Note: Sanding between coats is generally not advised. The sanding dust produced is very persistent and difficult to remove from porous grain. If not completely removed, fine white specks will show on the next coat. If sanding is necessary, use 150-grit sandpaper. Fine sanding dust can be removed with careful use of clean shop air or a good quality vacuum. Wipe the surface with denatured alcohol.

Unlike other finishes, you can apply System Three Epoxy over itself, even when the prior coat is still tacky. System Three Epoxies have a 72-hour window during which sanding is not necessary between coats.

Top Coats:

When the epoxy has cured to a sandable state (24-36 hours) most topcoats can be applied. Some spar varnishes are not compatible with epoxy. Be sure to test ahead of time to determine compatibility.

Sand the System Three Epoxy with the finest grit that efficiently levels the surface. We have found that 150-180 grit is a great starting point. Best results are achieved by using a hard-backed sanding block or electric sander with a dense rubber pad. Care should be taken when using electric sanders, as too much of the epoxy surface can be removed.

When sanding, be sure to maintain the proper grit sequence. Failure to maintain grit sequence can end in scratches showing through the topcoat. Finishing with 320-grit sandpaper is recommended for gloss finishes. Satin finishes can be sanded up to 220-grit.

An exterior application will need at least three coats of a UV protective topcoat for prolonged durability. UV protective topcoats will periodically need recoating. When the UV protective coating begins losing it luster, you should plan on recoating soon.

For more information, see our detailed literature on coating and finishing outdoor wood.

For exterior applications or environments where the wood will be exposed to moisture, it is critical to completely encapsulate the wood in epoxy. To prevent damaging moisture cycling effects and obtain the best results ensure all surfaces of the wood are coated with at least 3 coats epoxy.

For additional information please refer to "Clear Finishing of Outdoor Wood" located within the Whitepapers section of our Resources menu.

We carry two epoxy sealers, both of which will perform equally as a sealer. The differences are found in application and physical properties.

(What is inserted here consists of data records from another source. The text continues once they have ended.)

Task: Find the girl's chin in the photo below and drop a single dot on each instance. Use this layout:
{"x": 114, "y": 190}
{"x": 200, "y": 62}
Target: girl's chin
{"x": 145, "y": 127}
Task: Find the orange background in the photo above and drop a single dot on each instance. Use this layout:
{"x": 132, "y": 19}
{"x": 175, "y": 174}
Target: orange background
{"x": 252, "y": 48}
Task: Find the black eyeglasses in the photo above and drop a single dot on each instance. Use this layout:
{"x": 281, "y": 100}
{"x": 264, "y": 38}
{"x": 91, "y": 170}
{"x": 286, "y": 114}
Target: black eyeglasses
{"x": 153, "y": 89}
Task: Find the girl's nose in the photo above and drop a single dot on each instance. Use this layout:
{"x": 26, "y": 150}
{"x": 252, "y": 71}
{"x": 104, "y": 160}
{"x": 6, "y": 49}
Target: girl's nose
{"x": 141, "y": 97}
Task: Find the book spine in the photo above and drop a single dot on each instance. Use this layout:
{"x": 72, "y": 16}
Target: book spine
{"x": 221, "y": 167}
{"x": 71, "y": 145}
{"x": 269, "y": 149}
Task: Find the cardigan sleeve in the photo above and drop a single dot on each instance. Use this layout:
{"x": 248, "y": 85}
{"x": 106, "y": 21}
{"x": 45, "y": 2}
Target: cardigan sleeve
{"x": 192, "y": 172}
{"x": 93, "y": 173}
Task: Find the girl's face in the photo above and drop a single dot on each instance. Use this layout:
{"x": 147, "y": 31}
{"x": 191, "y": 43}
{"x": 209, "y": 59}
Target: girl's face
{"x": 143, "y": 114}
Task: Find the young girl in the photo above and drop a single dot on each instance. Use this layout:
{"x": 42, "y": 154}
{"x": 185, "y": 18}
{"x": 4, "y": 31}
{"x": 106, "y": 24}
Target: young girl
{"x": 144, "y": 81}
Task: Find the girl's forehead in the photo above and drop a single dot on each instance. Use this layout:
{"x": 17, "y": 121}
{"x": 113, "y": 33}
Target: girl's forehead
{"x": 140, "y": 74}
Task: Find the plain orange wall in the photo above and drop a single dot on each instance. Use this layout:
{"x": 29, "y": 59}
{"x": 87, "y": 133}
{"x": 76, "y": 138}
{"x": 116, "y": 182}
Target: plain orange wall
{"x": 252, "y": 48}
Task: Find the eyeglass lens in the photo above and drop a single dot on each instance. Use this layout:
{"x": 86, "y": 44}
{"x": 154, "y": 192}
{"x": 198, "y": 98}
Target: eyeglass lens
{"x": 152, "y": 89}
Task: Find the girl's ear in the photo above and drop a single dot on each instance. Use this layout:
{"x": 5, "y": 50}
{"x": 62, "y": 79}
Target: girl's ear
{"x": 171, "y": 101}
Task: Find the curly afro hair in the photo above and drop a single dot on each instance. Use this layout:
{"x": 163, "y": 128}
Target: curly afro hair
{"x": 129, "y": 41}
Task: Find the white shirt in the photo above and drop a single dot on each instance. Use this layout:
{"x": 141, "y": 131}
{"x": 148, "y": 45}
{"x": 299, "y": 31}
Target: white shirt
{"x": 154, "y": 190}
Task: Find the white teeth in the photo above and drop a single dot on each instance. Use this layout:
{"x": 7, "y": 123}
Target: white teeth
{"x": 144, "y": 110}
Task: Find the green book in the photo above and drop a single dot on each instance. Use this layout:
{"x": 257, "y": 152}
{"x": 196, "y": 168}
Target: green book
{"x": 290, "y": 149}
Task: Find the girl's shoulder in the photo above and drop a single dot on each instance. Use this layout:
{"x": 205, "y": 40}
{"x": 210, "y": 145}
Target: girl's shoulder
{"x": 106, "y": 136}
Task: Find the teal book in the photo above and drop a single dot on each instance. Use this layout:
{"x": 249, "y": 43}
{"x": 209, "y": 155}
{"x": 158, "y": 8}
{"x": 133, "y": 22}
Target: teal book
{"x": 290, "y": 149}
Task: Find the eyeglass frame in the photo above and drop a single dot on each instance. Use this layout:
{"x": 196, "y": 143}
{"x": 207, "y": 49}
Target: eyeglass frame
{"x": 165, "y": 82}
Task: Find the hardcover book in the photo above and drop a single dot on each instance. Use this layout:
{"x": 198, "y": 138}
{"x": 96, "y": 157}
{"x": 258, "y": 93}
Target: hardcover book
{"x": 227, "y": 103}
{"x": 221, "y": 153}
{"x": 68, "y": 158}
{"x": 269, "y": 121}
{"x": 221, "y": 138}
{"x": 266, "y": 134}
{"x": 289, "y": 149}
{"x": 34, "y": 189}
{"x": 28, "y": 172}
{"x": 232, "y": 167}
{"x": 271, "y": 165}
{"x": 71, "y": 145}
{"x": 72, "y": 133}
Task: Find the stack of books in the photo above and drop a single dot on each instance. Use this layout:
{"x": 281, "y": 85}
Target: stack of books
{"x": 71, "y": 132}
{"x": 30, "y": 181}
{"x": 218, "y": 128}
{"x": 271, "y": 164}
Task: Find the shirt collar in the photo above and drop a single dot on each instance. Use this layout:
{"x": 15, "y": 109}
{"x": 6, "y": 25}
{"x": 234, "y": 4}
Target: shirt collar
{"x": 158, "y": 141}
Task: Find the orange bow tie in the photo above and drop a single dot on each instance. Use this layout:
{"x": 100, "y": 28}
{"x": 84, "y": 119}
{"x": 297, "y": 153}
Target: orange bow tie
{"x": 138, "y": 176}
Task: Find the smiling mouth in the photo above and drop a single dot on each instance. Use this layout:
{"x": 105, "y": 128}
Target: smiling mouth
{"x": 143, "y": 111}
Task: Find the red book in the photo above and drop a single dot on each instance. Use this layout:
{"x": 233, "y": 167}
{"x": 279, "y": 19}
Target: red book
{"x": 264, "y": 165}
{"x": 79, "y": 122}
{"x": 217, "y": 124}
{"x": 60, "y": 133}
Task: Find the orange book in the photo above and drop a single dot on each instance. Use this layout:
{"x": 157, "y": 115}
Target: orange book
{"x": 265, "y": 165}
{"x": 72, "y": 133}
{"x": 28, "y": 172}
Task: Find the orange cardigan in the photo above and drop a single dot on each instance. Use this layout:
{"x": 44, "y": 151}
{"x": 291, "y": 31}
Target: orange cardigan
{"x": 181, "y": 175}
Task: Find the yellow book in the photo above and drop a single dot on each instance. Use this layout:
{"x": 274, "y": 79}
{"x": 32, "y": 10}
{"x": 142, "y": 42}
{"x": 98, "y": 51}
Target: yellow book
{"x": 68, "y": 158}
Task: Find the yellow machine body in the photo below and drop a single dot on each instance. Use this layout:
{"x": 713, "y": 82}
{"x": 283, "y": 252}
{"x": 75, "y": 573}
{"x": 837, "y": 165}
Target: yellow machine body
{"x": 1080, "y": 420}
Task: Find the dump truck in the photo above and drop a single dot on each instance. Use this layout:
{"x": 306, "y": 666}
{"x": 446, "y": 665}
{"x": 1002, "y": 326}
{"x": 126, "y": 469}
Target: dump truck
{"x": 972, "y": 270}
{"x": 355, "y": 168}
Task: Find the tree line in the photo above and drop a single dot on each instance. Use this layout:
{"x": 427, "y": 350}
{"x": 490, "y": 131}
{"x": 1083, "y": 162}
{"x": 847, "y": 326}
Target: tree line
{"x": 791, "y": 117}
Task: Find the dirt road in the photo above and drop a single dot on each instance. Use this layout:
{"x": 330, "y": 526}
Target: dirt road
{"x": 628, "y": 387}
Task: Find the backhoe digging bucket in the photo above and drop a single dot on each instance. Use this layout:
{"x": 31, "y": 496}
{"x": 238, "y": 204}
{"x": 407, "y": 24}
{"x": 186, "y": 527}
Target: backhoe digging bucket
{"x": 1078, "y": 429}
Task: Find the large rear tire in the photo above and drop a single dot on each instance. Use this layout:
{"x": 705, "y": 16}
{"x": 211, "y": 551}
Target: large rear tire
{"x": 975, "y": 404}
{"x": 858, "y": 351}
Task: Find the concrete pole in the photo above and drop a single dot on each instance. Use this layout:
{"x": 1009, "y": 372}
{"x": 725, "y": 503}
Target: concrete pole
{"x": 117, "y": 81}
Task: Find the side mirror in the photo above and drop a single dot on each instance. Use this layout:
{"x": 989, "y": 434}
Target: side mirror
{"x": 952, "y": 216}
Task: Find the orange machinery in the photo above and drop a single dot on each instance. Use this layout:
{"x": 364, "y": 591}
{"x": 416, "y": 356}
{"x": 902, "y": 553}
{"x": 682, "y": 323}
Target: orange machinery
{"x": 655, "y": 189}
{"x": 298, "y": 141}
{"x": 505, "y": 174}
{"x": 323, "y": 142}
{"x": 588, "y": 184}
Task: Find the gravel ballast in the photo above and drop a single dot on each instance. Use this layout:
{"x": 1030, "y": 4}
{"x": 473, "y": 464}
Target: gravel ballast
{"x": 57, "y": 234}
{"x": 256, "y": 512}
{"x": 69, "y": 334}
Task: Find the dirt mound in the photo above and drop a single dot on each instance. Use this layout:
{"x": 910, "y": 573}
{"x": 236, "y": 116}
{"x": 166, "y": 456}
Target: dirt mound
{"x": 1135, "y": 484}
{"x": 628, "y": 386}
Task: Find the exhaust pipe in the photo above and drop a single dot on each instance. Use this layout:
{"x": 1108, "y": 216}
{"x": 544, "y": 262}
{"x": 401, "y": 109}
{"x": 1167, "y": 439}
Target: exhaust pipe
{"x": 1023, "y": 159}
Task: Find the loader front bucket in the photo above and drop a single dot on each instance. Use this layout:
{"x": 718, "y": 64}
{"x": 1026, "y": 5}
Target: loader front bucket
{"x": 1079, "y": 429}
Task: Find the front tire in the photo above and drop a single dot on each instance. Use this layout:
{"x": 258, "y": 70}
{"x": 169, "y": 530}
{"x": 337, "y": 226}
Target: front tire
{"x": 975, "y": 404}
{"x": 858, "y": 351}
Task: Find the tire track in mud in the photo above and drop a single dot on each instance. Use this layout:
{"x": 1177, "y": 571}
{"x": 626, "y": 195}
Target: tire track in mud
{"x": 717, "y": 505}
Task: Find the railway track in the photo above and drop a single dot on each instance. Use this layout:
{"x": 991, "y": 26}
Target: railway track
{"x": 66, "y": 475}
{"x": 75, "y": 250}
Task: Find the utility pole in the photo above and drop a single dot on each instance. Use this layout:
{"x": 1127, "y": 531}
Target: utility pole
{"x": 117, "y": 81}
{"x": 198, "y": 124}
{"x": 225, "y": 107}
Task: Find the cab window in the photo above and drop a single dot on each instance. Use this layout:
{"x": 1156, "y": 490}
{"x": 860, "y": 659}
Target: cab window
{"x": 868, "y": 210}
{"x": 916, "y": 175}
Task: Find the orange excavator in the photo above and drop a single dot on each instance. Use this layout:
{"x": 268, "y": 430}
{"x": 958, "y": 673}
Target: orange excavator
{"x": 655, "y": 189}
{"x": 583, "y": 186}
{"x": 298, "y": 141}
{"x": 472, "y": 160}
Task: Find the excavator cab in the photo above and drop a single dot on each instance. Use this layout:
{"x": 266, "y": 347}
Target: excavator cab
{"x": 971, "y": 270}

1) Clear Coat is a low-viscosity, 100% solids, solvent-free epoxy sealer that cures to a clear gloss finish. It has a 2:1 (resin:hardener) mix ratio by volume and has a pot life of 60 minutes. Because it contains no solvents, foam rollers and brushes can be used.

2) S-1 Sealer is a great alternative for a penetrating epoxy sealer. It is a 50% solids, solvent-based epoxy system. This sealer has a 1:1 (resin:hardener) mix ratio by volume and offers a long pot life of 24 hours at 70°F. Because it contains solvents only solvent resistant rollers and brushes should be used.

The mode of application, porosity, and material of the substrate may be a good deciding factor in choosing the best sealer for your project. If the substrate is very porous, you might consider using the Clear Coat for its higher solids and faster film build. The S-1 Sealer may not be ideal for materials that are not compatible with strong solvents (e.g. EPS foam, thermoplastics). However, if you set up to safely spray apply epoxy, S-1 Sealer is the product to use. Note that spraying epoxy should only be done by professionals working with the proper personal protective equipment.